O1 – Notre voilier, Ar-Kilé, compagnon
Poème
Un fier, solide bateau,
De sa proue à sa poupe,
Une belle allure en coupe,
Reste distingué, reste beau.
Ar Kilé est son nom, primaire,
En compagnon, en bleu de mer,
D’aluminium, voguant sur les flots
Il est grand, pratique, sûr et costaud.
Son capitaine le connaît bien, il en est fier
Il investit tous les ans, temps argent et idées,
Pour le rendre à son goût, améliorer, peaufiner :
Une nouvelle jupe pour accueillir son radeau survie,
Nouvelle capote pour se protéger des vents, des pluies,
Nouveaux coussins beiges pour mieux égailler son carré,
Nouveau halebas rigide en vue de souquer bôme entoilée.
L’an passé, la descente, l’an prochain, un nouveau portique,
Revernissage de l’intérieur et grand changement informatique,
Plomberie, boiserie, électricité : il est repris et réparé de partout.
Si fait qu’il ne manquera de rien, bien qu’il soit loin d’avoir tout :
Un bateau, pas neuf, mais par son capitaine, partout, bien rénové.
Son seul point faible reste sa vitesse, qui laisserait parfois à désirer.

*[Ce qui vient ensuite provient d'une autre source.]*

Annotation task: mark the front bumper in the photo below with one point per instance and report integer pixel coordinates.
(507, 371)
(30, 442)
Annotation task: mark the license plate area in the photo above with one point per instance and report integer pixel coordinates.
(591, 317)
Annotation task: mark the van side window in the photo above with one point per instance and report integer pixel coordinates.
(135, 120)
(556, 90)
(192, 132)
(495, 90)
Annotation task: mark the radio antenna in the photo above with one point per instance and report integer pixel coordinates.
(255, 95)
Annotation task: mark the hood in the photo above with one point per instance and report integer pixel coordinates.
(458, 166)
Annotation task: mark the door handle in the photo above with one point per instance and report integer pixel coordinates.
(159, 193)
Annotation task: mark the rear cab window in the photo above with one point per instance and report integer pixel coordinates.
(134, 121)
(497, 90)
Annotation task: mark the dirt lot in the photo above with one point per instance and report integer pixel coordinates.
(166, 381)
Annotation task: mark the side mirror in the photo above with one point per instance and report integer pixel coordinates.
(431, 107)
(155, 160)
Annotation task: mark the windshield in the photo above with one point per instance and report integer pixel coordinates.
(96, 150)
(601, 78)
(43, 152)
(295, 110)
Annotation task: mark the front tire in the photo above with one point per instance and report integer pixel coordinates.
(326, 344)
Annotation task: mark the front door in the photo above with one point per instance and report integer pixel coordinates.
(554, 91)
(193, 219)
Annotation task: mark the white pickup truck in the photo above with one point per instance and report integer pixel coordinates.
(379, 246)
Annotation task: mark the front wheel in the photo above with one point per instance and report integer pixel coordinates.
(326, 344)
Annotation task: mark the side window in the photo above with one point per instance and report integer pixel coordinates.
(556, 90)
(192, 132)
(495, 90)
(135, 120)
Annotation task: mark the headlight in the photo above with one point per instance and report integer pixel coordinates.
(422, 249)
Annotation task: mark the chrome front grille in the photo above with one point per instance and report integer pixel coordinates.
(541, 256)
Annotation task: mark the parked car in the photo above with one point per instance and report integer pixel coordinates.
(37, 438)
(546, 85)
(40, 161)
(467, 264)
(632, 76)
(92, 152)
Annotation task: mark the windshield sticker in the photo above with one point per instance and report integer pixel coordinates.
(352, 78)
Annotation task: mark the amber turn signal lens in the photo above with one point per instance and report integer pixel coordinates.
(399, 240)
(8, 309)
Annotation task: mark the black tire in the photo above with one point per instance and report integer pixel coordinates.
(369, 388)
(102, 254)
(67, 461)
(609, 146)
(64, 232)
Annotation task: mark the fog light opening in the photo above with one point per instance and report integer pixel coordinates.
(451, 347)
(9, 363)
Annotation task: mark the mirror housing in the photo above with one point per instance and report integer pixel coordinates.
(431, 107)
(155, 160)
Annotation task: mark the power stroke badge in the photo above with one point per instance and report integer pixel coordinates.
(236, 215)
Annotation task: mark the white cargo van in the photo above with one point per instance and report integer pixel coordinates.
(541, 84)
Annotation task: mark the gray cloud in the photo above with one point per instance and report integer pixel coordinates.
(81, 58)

Trois nœuds au vent faible, cinq au vent moyen, huit au grand frais
Sa tranquillité déroutante lui confère comme un charme suranné
D’une coque prenant le temps comme si elle vous menait à pied.
Nuit et jour, sans faiblir, réglant et régulant, seul, son allure,
Une fière monture, lors on lui donne son cap et son amure,
Toujours prêt à abattre et, plus encore, à lofer ou à virer
Sur commande de bord sauf cas empannage à éviter.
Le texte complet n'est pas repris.